In People v. Weyrick, 55 Misc 2d 1063 (1968), a case involving minors who were present as "contraband" was being consumed the court illustrated the need for evidence of more than "mere presence" of contraband in the vicinity of a child. The court stated, "[n]owhere in the information does it allege that the defendant even as much as offered beer to the two minors protected by the law or that they partook of it. To hold that the mere presence of minors where alcoholic beverages are being served or where a "beer party" is taking place would, by its normal extension, outlaw and prohibit every backyard wiener roast, firemen's carnival or even the mere keeping of such in a parent's refrigerator. I know of no law which prohibits such an act."

This is not compare a backyard cook-out to the purchase of narcotics, but the court's point is clear: there must be some action against the child which would thereby subject that child to danger. Courts have broadened this view in the cases of domestic violence perpetrated in front of a child (see, People v. Suarez, 133 Misc 2d 762 (1986); People v. Malone, NYLJ 5/3/99, p. 30, col. 2) or where a gun is pulled out and pointed in the general direction of a child who is physically present with an adult target (see, People v. Smith, NYLJ, 2/6/1995, p. 30, Col. 5). But these cases involve actual acts of violence, not the potential violence speculated upon by the prosecution in this matter.
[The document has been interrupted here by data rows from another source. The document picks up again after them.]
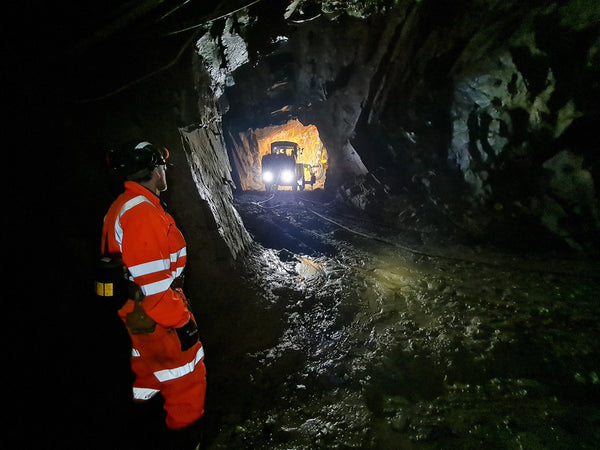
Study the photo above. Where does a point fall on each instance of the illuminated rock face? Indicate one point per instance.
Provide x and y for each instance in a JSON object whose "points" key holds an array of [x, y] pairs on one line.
{"points": [[257, 143], [460, 105]]}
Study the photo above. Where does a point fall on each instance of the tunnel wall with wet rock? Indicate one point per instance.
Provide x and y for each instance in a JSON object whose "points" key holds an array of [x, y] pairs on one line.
{"points": [[459, 104]]}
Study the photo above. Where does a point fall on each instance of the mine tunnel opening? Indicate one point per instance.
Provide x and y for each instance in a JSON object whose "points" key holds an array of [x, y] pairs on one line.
{"points": [[260, 157]]}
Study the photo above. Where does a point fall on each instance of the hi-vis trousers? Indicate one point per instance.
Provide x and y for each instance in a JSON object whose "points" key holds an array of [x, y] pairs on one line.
{"points": [[160, 366]]}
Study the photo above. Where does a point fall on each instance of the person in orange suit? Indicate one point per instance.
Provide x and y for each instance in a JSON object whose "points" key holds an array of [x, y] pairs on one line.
{"points": [[167, 356]]}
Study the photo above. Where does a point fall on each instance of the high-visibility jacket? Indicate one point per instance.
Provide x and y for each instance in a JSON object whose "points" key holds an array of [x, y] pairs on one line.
{"points": [[152, 248], [154, 251]]}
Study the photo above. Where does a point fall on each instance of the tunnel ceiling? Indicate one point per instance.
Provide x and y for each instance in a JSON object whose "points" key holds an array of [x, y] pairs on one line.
{"points": [[485, 111]]}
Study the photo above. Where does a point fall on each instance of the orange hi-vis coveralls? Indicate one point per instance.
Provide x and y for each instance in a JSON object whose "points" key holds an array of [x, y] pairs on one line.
{"points": [[154, 251]]}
The court does not extend this broadened view of the statute to instances of drugs or alcohol being in the presence of minors, or even in the case of minors being brought into violence-prone neighborhoods or known drug-sale locations.

Based on the factual allegations presented in the instant complaint, it would be pure conjecture to find that there was a likelihood of violence or other harm injurious to the physical, mental or moral welfare of the child who accompanied the defendant.

For the foregoing reasons, Defendant's motion to dismiss the charges of Endangering the Welfare of a Child for facial insufficiency is granted.

OTHER MOTIONS

Defendant's motion for a Bill of Particulars and discovery is granted to the extent provided in the People's response, information, and Voluntary Disclosure Form.

Defendant's motions to suppress identification and statement evidence are denied as moot, in view of the fact that the People have stated that they do not intend to offer at trial testimony regarding an identification of the defendant or evidence of any statements given by the defendant to law enforcement officials.

The branch of the defendant=s motion seeking to suppress physical evidence is granted to the extent that a Mapp/Dunaway hearing is to be held prior to trial. [*4]

Defendant's motion seeking a Sandoval hearing is granted to the extent that the defendant has leave to re-submit this portion of the motion to the trial judge.

Defendant's motion seeking to reserve the right to make further motions is granted to the extent provided for by C.P.L. § 255.20.

The People's request for reciprocal discovery is granted to the extent that the defense is directed to comply with the provisions of C.P.L. § 240.30; § 250.20. In addition, the People are reminded of their continuing obligations under Brady v. Maryland, 373 US 83 (1963).

This constitutes the decision and order of the court.